Psychic observation therefore appears for one’s own gaze in a twofold manner. It conveys, on the one hand, the answer to the most pressing riddle, the question of meaning. It is, on the other hand, the gaze on the numerous riddles continually surrounding us, the pure percepts.
To unearth the meaning of the addition “According to the methods of natural science” on the title page of “The Philosophy of Freedom” would require extensive deliberations.[2] It concerns the way judgements are formed, thus ascertaining the truth. The complete epistemological basic work of Rudolf Steiner is devoted to this difficult problem. Here only this much can be said about it, that this addition states that the connection of concepts with the observed percepts in the formation of judgments may not proceed on the basis of presuppositions, may thus not lead to hypotheses. Instead, the formation of representations or mental images that is expressed in the formation of judgments would have to be determined only by that which in each case is perceived.

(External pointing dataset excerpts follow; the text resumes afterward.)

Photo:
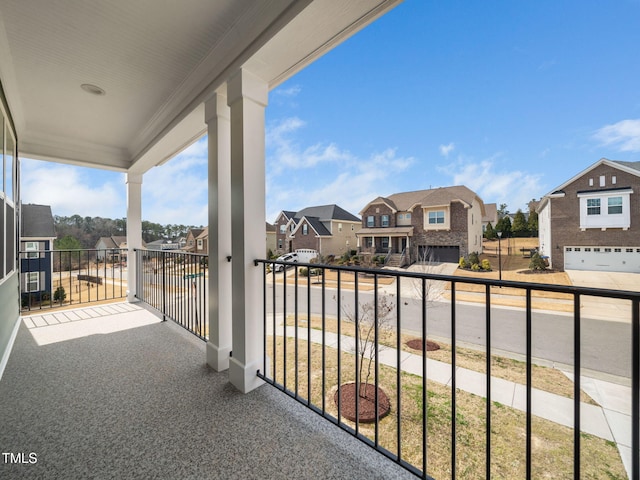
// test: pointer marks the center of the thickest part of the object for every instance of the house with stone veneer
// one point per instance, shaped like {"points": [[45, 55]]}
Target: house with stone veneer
{"points": [[328, 229], [439, 224], [592, 221]]}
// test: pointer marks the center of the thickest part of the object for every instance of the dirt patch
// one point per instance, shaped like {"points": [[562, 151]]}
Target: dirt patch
{"points": [[416, 344], [366, 402]]}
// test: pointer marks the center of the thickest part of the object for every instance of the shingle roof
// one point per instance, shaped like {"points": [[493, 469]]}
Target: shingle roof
{"points": [[433, 197], [317, 225], [326, 212], [37, 221]]}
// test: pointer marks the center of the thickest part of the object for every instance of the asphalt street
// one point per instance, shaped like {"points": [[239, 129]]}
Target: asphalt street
{"points": [[605, 344]]}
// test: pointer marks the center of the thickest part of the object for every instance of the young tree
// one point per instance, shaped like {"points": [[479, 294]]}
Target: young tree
{"points": [[520, 227], [489, 233], [533, 223]]}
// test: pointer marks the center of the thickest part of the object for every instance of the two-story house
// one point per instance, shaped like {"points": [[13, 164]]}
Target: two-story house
{"points": [[37, 234], [592, 221], [440, 224], [328, 229]]}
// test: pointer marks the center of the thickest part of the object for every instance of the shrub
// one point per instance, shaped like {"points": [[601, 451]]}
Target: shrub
{"points": [[59, 295], [537, 262]]}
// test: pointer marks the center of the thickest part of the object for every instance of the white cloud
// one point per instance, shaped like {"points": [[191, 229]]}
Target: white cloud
{"points": [[445, 150], [176, 192], [283, 152], [513, 187], [623, 136], [73, 190]]}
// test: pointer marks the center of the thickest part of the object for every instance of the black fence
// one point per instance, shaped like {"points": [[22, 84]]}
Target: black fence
{"points": [[175, 284], [431, 426], [58, 278]]}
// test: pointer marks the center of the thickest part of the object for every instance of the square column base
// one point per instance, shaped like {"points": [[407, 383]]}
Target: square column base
{"points": [[244, 377], [218, 358]]}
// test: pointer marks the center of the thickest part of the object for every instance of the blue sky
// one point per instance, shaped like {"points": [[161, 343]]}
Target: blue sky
{"points": [[508, 98]]}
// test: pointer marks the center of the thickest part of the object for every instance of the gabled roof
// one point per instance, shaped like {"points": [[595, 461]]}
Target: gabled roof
{"points": [[113, 241], [629, 167], [37, 222], [435, 197], [326, 213], [315, 224]]}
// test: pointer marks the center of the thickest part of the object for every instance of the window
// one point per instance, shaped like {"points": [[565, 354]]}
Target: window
{"points": [[436, 217], [33, 281], [593, 206], [614, 205], [32, 249]]}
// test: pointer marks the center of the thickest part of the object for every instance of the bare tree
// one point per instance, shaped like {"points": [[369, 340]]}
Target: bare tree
{"points": [[370, 321]]}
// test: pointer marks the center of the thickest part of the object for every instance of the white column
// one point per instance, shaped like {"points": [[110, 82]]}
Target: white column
{"points": [[247, 97], [134, 230], [219, 137]]}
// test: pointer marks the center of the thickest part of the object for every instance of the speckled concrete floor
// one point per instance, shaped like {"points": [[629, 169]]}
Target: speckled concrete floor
{"points": [[141, 403]]}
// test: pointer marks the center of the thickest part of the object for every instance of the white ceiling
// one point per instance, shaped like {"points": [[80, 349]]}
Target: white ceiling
{"points": [[156, 60]]}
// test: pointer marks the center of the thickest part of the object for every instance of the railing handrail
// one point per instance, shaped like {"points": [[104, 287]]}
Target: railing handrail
{"points": [[547, 287]]}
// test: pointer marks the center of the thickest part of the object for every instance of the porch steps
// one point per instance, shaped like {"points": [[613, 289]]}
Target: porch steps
{"points": [[395, 260]]}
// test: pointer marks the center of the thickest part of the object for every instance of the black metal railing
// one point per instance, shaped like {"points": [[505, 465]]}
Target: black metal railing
{"points": [[57, 278], [307, 305], [175, 284]]}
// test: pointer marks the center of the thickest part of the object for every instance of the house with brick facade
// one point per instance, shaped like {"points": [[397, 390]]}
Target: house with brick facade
{"points": [[328, 229], [439, 224], [592, 221]]}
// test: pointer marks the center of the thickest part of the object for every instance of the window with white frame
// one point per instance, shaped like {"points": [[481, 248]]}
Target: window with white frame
{"points": [[33, 282], [593, 206], [614, 205], [32, 249], [436, 218], [605, 209]]}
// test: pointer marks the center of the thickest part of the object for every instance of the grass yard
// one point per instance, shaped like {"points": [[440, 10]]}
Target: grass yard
{"points": [[552, 451]]}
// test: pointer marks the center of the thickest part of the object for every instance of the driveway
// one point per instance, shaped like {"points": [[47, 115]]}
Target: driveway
{"points": [[608, 280], [606, 308]]}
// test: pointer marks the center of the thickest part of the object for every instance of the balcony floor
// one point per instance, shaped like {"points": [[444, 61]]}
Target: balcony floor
{"points": [[94, 400]]}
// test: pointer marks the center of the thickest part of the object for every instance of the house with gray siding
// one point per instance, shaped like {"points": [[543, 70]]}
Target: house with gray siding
{"points": [[592, 221]]}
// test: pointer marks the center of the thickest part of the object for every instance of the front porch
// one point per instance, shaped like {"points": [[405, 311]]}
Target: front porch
{"points": [[113, 392]]}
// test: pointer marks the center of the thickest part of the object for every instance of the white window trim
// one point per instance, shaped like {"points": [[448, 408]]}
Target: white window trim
{"points": [[605, 219]]}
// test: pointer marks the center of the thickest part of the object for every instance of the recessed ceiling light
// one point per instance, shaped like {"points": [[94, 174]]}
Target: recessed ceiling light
{"points": [[93, 89]]}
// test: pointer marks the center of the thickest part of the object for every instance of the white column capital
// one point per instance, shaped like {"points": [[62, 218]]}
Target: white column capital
{"points": [[216, 107], [245, 85], [133, 178]]}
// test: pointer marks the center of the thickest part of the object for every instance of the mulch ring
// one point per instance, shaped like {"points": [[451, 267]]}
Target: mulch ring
{"points": [[366, 402], [416, 344]]}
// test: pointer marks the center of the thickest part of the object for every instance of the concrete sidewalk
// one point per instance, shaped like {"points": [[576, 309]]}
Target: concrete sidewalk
{"points": [[610, 421]]}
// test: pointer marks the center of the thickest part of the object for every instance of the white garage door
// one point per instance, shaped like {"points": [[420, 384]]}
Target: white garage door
{"points": [[606, 259]]}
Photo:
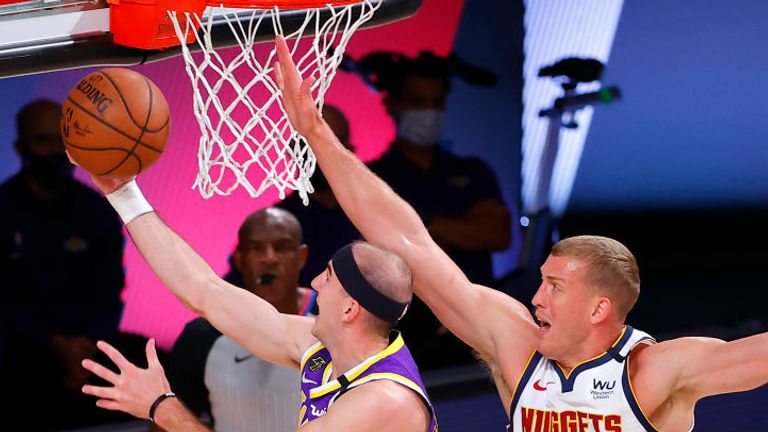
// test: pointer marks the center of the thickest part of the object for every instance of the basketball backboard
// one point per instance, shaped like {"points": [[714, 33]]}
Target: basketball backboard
{"points": [[49, 35]]}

The formation of representations may therefore not proceed from the judging subject but only from the perceived object – it would therefore have to be the result of a judgmental experiment, the decision of which is not made by the “judge”, but by the percept in the form of the acceptance, i.e. the individualization of the concept offered to it..
Note: Still to be translated in this second chapter is section 6.
[1] See H. Witzenmann, “Intuition and Observation” in the work with the same title. Spicker Books, Ca. 1986 (out of print). A partial translation of “Intuition und Beobachtung” (Part I) and other essays by H. Witzenmann.
[2] See H. Witzenmann “Ein Weg zur Wirklichkeit – Bemerkungen zum Wahrheitsproblem“, in „Intuition und Beobachtung“, Part II, Stuttgart 1978.